During Amazon’s earnings call on Thursday, Jassy used the word “attenuate” and its derivatives six times, as reported by AlphaSense/Sentieo. Wall Street analysts took note of this recurring term, referring to Merriam-Webster’s definition, which describes it as a lessening.
RBC Capital Markets analyst Brad Erickson even provided his own interpretation of the term in a note to clients titled “Attenuate means ‘good for AWS’ (we looked it up).” Erickson observed that Amazon is witnessing a slowdown in the pace of optimizations and an increase in deal activity over the past few months, which he found encouraging. He rates the stock as outperform with a $180 target price.
MoffettNathanson’s Michael Morton also paid attention to the “attenuation” trend. He stated, “We learned two things from Amazon’s earnings. First, the definition of the word attenuate, and second, Amazon’s newfound outlook for the cost structure of the business.” Morton believes that this new outlook will lead investors to significantly increase their profitability estimates for FY24. He mentioned that Jassy only hinted at a potential reacceleration in the AWS business, falling short of investors’ expectations.
In conclusion, Amazon faces an “attenuation” trend in its cloud-computing business, as customers focus on optimizing their workloads. Despite this trend, analysts like Erickson and Morton remain positive about the company’s performance and foresee the potential for future growth.
Amazon’s Q3 Earnings Report: Record Operating Income and Profits
In a recent earnings call, Amazon CEO, Andy Jassy, announced that the company had signed several new deals in September, which will not be reflected in the Q3 GAAP reported numbers. Despite this, the total value of these deals surpasses the reported deal volume for the entire quarter. While this news may not have satisfied tactical investors, who still rely on third-party data to track AWS trends, experts remain optimistic about Amazon’s performance.

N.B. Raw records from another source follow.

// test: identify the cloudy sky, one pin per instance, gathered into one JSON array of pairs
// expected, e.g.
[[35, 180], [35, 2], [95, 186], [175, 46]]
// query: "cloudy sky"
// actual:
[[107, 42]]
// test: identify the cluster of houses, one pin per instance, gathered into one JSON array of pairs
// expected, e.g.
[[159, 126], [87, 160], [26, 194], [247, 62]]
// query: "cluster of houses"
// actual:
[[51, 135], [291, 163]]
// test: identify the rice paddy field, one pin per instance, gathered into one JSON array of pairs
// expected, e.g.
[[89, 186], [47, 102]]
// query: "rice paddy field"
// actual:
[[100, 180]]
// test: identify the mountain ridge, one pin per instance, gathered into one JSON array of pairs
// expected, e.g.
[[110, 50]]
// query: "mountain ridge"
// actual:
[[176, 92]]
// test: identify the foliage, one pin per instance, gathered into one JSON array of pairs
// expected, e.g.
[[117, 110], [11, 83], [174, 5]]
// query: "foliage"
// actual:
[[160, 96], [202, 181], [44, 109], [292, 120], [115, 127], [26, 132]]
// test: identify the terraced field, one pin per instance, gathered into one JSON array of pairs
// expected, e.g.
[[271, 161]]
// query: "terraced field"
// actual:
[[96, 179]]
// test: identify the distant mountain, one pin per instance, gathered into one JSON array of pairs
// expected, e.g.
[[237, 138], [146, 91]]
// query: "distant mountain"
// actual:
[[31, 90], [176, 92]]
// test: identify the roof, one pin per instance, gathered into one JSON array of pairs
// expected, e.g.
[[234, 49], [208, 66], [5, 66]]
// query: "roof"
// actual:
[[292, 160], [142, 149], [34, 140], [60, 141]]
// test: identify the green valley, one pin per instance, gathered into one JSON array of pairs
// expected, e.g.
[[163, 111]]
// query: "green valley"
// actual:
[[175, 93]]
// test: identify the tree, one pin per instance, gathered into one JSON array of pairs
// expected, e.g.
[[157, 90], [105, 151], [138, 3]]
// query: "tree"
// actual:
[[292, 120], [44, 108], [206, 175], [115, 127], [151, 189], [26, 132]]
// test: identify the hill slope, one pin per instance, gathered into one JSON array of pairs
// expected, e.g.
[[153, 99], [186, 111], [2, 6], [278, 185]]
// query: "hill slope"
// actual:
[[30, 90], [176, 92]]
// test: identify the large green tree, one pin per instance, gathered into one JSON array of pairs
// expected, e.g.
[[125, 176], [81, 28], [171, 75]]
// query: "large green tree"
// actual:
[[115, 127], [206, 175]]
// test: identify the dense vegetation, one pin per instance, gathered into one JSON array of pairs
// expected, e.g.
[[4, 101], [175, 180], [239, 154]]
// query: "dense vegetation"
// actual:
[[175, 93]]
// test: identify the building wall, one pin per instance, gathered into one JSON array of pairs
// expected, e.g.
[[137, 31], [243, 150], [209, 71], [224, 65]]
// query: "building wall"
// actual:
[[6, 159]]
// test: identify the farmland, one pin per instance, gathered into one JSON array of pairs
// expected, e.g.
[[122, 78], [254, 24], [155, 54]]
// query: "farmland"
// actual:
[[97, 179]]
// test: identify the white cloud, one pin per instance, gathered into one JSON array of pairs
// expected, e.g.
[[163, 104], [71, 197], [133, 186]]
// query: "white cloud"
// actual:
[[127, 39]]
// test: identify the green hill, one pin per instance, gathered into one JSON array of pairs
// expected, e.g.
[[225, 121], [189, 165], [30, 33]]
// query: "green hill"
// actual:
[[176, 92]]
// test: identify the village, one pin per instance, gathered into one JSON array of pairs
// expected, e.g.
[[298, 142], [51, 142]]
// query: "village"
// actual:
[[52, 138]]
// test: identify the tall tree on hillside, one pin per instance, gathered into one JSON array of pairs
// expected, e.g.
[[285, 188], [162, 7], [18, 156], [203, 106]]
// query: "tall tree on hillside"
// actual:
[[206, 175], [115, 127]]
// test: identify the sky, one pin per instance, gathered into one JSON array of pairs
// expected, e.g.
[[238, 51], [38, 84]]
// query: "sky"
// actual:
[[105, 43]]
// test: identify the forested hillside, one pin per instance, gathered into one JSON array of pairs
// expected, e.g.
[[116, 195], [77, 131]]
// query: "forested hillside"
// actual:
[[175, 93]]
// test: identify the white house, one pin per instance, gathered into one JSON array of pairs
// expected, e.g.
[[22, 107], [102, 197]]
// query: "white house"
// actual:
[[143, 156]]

Amazon’s operating income for Q3 reached an impressive $11.2 billion, significantly higher than the $2.5 billion recorded in the previous year. This exceptional performance can be attributed to various factors, such as improved efficiency in the fulfillment network, enhancements in international margins, a shift in services mix, and the operating leverage gained by AWS.
Baird analyst, Colin Sebastian, praised Amazon’s Q3 operating margin for exceeding expectations and being substantially higher than consensus estimates. As a result, he maintained an outperform rating on Amazon shares and raised his share-price target to $160 from $155.
Bernstein analyst, Mark Shmulik, identified three key debates surrounding Amazon’s earnings report: the potential for AWS acceleration, the trajectory of operating income, and competition in the retail landscape. While Amazon did not fully address concerns regarding AWS growth, its impressive profits sent a clear message. Shmulik noted that Amazon’s operating income reached record levels and showcased six consecutive quarters of improvement in North America. As a result, he maintained an outperform rating on Amazon shares and set a target price of $175.
Overall, Amazon’s Q3 earnings report exceeded expectations in terms of operating income and profitability. While questions remain about AWS growth and potential pressures on the e-commerce business, the company’s financial success is undeniable.